The Revolutionary Potential of 1-Bit Language Models (LLMs)

Anyone interested in the evolution of Artificial Intelligence technology knows that today's solutions are all about Large Language Models (LLMs) and transformers. In a nutshell, LLMs are neural networks that can predict the next token based on the input tokens. Typically, these tokens are words (this isn't entirely accurate, but it's easier to conceptualize this way), and the network's output is also a word. This is how ChatGPT works. You input a question, and the network generates a word. Then, the question and the word together become the network input, generating another word, and so on, until a complete answer is formed.

However, tokens can be more than just words. Advanced language models like GPT-4 or Gemini are now multimodal, meaning their input can include images and words. Just as a sentence can be broken down into words, an image can be divided into small patches, and from there, the same transformer architecture can process them. For instance, a multimodal network can be asked to describe what is in an image or to code the user interface seen in the picture.

This architecture is even more general. DeepMind's Gato system is a prime example, where a single transformer network can simultaneously answer questions, play video games, or control a robot, and robots have even been controlled using ChatGPT. Since an LLM works with tokens and any task can be tokenized, an LLM provides a universal solution for any task.

One of the most hyped tech news stories recently was about the companyGroq developing an ASIC (Application-Specific Integrated Circuit) that can run LLMs much more efficiently and with less energy than traditional GPUs. This clearly shows that LLM architecture has become so fundamental that it's now worthwhile to create specialized hardware for it.

Also recently, a publication titled "The Era of 1-bit LLMs: All Large Language Models are in 1.58 Bits" made its appearance. Quantization of neural networks is a common method for reducing size and computational demand. The essence of the solution is to perform the training on large GPU clusters using floating-point numbers, and then convert the finished network's weights into a less precise format, which allows the processors of user devices to work more efficiently. For example, the training is carried out with 16 or 32-bit floating-point numbers, which are then converted into 8 or 4-bit fixed-point numbers for fast client-side operations. This way, the model can function well even on mobile or IoT devices. An extreme form of this quantization is when the weights are converted into 1-bit numbers. This can be a complete binary conversion, or as the publication suggests, using the values {-1,0,1} (hence the 1.58 bits). One might think that such extreme quantization would render the network completely unusable, but in reality, the opposite is true; these 1-bit networks perform exceptionally well.

Why is this such a big deal?

If these three values are sufficient to represent the weights, then multiplication, which is currently the most frequently used operation in neural networks, is no longer necessary. This is why GPU clusters are used for neural networks, as GPUs can perform multiplications very efficiently. Without the need for multiplications, there's no need for GPUs, and the models can be run efficiently even on CPUs, or it's possible to build specialized hardware (ASIC) that can (even in an analog way) run these 1-bit networks.

Currently, quantization is a post-training operation. Thus, the use of 1-bit networks doesn't accelerate the training process. Nevertheless, they are still useful because training is a one-time operation, but the neural network is then run countless times. Consequently, running the networks represents a significantly greater energy consumption than training. Therefore, we might benefit from this technology even in the context of training.

Since gradient-based training does not work with 1-bit or binarized networks, non-gradient-based technologies become relevant (checknevergrad and PyGAD), like genetic algorithms or other gradient-free technologies. Although in most cases backpropagation is much more efficient than gradient-free solutions, 1-bit networks can be run much more efficiently than their floating-point counterparts. So, it might be that with backpropagation, we find the optimal network 10 times faster using floating-point numbers than with, say, genetic algorithms. But if the 1-bit network runs 20 times faster, then training will still be twice as fast using genetic algorithms. Investigating how effectively 1-bit networks can be trained with gradient-free methods could be a very interesting research topic.

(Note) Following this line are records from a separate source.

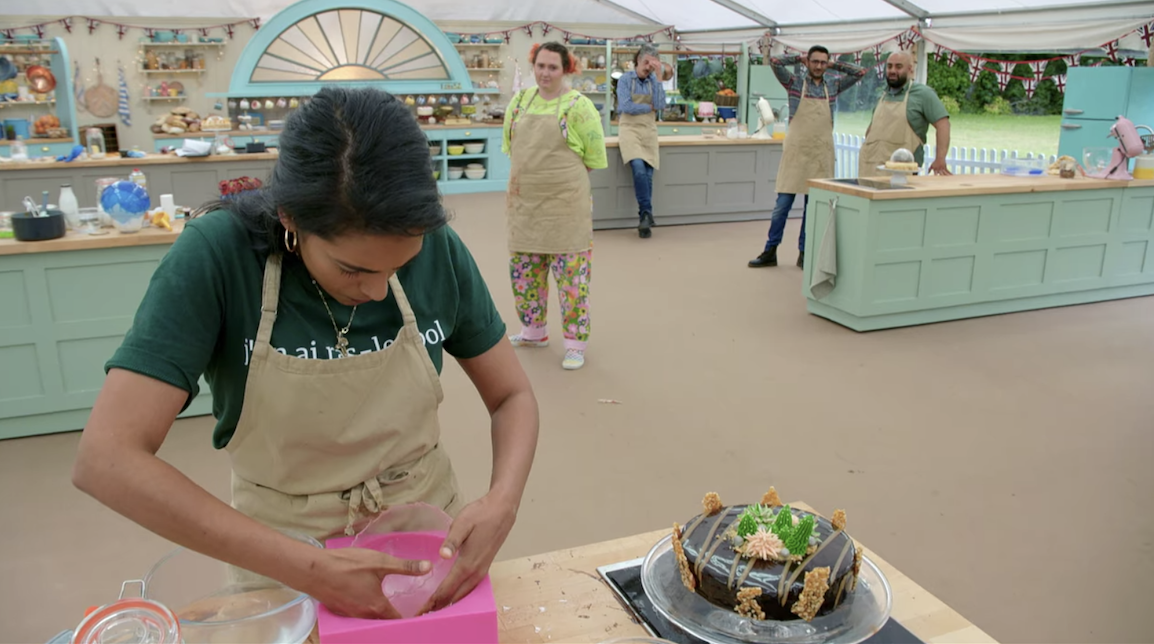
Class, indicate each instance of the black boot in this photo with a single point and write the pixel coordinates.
(646, 223)
(766, 259)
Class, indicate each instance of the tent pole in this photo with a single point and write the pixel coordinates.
(742, 83)
(921, 73)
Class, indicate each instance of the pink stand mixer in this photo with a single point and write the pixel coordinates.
(1131, 144)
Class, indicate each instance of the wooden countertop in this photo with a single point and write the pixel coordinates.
(76, 241)
(969, 185)
(149, 159)
(560, 597)
(679, 124)
(203, 134)
(702, 140)
(259, 133)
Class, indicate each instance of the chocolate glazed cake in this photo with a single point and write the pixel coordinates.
(767, 561)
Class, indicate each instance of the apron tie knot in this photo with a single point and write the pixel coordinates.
(367, 496)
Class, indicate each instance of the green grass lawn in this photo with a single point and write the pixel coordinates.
(1024, 134)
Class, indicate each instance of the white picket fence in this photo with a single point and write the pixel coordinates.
(960, 161)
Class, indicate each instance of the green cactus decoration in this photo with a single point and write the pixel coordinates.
(784, 526)
(747, 524)
(761, 514)
(799, 539)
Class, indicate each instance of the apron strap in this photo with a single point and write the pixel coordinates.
(406, 311)
(270, 294)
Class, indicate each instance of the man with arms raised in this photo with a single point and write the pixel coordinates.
(808, 150)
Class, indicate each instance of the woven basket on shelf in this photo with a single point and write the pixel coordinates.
(722, 100)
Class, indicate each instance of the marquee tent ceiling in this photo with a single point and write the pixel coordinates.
(982, 23)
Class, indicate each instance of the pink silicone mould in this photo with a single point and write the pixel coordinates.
(473, 620)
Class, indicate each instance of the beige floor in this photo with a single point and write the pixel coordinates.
(1001, 462)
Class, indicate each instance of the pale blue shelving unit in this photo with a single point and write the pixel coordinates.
(382, 44)
(65, 107)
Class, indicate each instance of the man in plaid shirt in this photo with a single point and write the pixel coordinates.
(808, 150)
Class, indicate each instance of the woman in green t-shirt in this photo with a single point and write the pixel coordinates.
(553, 136)
(317, 311)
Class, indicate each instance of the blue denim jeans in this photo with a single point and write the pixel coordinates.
(778, 223)
(643, 185)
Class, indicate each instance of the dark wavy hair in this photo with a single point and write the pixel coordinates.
(352, 161)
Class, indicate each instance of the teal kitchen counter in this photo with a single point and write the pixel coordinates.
(973, 245)
(65, 306)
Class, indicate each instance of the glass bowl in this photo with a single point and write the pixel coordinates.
(857, 619)
(220, 603)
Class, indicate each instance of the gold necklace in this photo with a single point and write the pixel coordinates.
(342, 341)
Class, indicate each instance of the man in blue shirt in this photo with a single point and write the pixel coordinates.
(808, 150)
(641, 96)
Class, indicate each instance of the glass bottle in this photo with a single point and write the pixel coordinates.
(69, 206)
(19, 149)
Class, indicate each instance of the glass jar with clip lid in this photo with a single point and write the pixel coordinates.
(129, 620)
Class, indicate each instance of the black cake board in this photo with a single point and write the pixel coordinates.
(626, 579)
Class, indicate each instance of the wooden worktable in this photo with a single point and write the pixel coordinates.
(80, 241)
(968, 185)
(689, 141)
(148, 159)
(560, 597)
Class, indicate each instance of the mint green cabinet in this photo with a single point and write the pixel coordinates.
(916, 261)
(64, 315)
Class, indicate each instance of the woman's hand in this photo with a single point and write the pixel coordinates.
(347, 581)
(476, 536)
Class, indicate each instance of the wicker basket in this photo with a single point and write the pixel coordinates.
(722, 100)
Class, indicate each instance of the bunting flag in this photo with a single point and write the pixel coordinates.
(122, 99)
(77, 87)
(975, 70)
(1039, 67)
(1031, 85)
(1111, 50)
(1146, 32)
(1004, 76)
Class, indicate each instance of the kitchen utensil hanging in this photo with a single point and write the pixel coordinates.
(39, 79)
(100, 98)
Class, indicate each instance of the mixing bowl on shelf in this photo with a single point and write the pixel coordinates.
(219, 603)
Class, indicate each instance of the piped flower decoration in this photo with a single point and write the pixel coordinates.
(763, 545)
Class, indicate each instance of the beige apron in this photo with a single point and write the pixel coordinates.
(889, 130)
(324, 446)
(808, 149)
(549, 201)
(637, 133)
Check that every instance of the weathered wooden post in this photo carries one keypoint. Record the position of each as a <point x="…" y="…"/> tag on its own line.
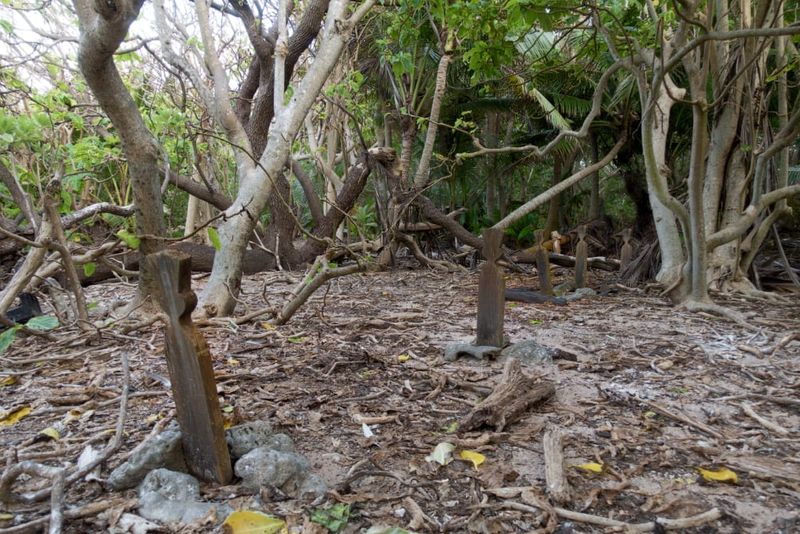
<point x="190" y="370"/>
<point x="626" y="254"/>
<point x="555" y="238"/>
<point x="581" y="255"/>
<point x="543" y="264"/>
<point x="491" y="292"/>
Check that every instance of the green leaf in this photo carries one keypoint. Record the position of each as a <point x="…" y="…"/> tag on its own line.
<point x="129" y="239"/>
<point x="7" y="338"/>
<point x="89" y="268"/>
<point x="213" y="236"/>
<point x="43" y="322"/>
<point x="333" y="518"/>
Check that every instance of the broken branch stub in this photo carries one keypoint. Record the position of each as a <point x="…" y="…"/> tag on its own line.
<point x="190" y="370"/>
<point x="491" y="292"/>
<point x="626" y="254"/>
<point x="543" y="264"/>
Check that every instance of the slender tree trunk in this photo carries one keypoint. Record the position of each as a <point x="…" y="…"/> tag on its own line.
<point x="655" y="127"/>
<point x="595" y="202"/>
<point x="218" y="297"/>
<point x="103" y="26"/>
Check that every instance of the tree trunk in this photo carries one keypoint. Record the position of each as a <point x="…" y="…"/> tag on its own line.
<point x="103" y="26"/>
<point x="218" y="297"/>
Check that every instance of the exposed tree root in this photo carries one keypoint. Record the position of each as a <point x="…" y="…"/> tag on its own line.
<point x="720" y="311"/>
<point x="412" y="245"/>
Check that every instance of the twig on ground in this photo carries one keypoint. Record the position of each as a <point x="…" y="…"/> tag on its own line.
<point x="766" y="423"/>
<point x="14" y="472"/>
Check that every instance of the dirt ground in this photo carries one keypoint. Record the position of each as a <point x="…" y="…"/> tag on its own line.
<point x="653" y="394"/>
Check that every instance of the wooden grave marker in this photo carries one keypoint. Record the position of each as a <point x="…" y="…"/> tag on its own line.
<point x="581" y="257"/>
<point x="491" y="292"/>
<point x="190" y="370"/>
<point x="543" y="264"/>
<point x="626" y="254"/>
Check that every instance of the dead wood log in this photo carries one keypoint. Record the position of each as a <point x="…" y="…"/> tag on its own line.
<point x="597" y="262"/>
<point x="513" y="396"/>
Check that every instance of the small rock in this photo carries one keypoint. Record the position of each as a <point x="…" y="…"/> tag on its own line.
<point x="264" y="467"/>
<point x="168" y="496"/>
<point x="164" y="450"/>
<point x="248" y="436"/>
<point x="580" y="293"/>
<point x="280" y="442"/>
<point x="134" y="524"/>
<point x="530" y="352"/>
<point x="454" y="351"/>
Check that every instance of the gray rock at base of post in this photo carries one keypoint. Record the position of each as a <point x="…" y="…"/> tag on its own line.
<point x="163" y="450"/>
<point x="263" y="467"/>
<point x="172" y="497"/>
<point x="253" y="435"/>
<point x="531" y="353"/>
<point x="581" y="292"/>
<point x="454" y="351"/>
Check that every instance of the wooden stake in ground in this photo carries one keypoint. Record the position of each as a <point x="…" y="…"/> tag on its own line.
<point x="626" y="254"/>
<point x="511" y="399"/>
<point x="491" y="292"/>
<point x="581" y="255"/>
<point x="543" y="264"/>
<point x="190" y="370"/>
<point x="557" y="484"/>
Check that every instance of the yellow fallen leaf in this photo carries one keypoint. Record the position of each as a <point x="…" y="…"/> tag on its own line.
<point x="8" y="381"/>
<point x="51" y="433"/>
<point x="721" y="475"/>
<point x="592" y="467"/>
<point x="471" y="456"/>
<point x="251" y="522"/>
<point x="14" y="416"/>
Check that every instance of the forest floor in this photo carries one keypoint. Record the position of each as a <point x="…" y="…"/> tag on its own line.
<point x="654" y="394"/>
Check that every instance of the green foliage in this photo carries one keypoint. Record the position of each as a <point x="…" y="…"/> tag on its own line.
<point x="41" y="323"/>
<point x="334" y="518"/>
<point x="130" y="239"/>
<point x="363" y="220"/>
<point x="8" y="337"/>
<point x="89" y="269"/>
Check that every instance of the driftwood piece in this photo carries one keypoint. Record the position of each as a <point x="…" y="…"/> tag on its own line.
<point x="563" y="260"/>
<point x="190" y="371"/>
<point x="513" y="396"/>
<point x="557" y="484"/>
<point x="491" y="292"/>
<point x="543" y="264"/>
<point x="530" y="295"/>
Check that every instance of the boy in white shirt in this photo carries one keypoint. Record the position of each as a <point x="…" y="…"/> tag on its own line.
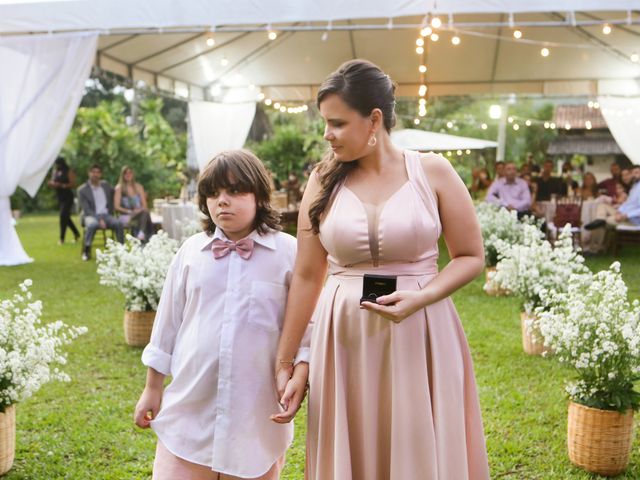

Another reason why this topic is so fascinating is that these networks more closely resemble the neural networks found in the natural brain (biologically plausible). Therefore, I believe that by choosing a good gradient-free training algorithm and applying these 1-bit networks, we can build systems that are much more similar to the human brain. Moreover, this opens up the possibility for technological solutions beyond ASICs that were previously not feasible, such as analog, light-based, or even biologically based processors.

It's possible that this direction might turn out to be a dead-end in the long run, but for now, its revolutionary potential is apparent, making it a very promising research avenue for anyone involved in the field of artificial intelligence.